New York Times Coverage of Cumulative Advantage

Is Justin Timberlake a Product of Cumulative Advantage?

This weekend’s New York Times Magazine has an article from Duncan Watts on the topic of network effects. The article covers many of the topics that we have covered in class, including the “rich get richer” effect and the MusicLab experiment. Watts draws from examples such as Harry Potter and Madonna in his magazine piece, and he uses language that will hopefully be more approachable to the layman.

However, those in INFO 204 have already had exposure to some of these topics, so you can read between the lines to see what Watts is implying. For example, take this excerpt.

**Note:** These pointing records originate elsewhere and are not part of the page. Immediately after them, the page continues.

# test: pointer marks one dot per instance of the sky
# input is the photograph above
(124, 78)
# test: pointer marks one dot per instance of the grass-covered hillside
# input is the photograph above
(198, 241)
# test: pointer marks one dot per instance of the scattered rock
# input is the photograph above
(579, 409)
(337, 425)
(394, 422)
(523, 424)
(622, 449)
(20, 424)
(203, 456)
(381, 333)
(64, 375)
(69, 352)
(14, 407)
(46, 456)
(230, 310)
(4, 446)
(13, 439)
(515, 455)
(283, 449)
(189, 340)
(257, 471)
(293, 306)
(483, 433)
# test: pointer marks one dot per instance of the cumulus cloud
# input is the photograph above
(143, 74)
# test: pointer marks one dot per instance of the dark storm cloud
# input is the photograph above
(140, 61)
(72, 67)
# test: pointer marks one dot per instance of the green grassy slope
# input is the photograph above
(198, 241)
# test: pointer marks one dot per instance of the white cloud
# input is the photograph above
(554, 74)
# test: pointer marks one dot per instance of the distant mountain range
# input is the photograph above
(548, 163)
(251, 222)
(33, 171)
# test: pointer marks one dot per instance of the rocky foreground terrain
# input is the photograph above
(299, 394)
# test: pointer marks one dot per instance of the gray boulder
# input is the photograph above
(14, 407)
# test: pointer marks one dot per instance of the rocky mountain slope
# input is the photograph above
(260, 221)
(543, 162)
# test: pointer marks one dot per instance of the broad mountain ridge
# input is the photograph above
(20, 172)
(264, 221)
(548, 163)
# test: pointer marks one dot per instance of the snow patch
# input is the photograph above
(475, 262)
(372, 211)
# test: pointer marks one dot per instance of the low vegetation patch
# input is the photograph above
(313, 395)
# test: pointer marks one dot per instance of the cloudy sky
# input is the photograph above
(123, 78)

In our artificial market, therefore, social influence played as large a role in determining the market share of successful songs as differences in quality. It’s a simple result to state, but it has a surprisingly deep consequence. Because the long-run success of a song depends so sensitively on the decisions of a few early-arriving individuals, whose choices are subsequently amplified and eventually locked in by the cumulative-advantage process, and because the particular individuals who play this important role are chosen randomly and may make different decisions from one moment to the next, the resulting unpredictably is inherent to the nature of the market. It cannot be eliminated either by accumulating more information — about people or songs — or by developing fancier prediction algorithms, any more than you can repeatedly roll sixes no matter how carefully you try to throw the die.

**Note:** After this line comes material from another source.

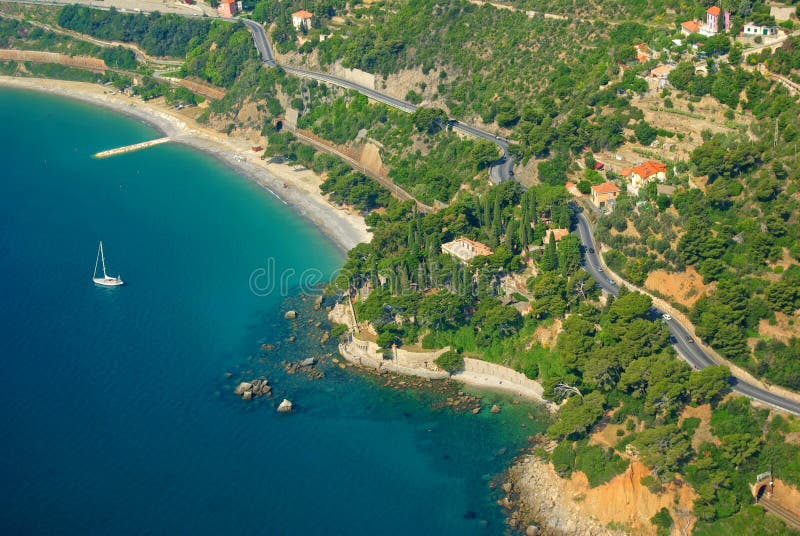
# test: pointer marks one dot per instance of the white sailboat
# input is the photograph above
(105, 281)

The few “early arriving individuals” strongly parallels the information cascade example that we have covered repeated in class. The start of the information cascade also causes future individuals to be “locked in by the cumulative-advantage process”.

For those that attend class regularly, this article offers just a new description of a subject that you already understand. For those new to this blog (or those skipping class), Watts offers a succinct description of many of the topics we have covered in the last three weeks.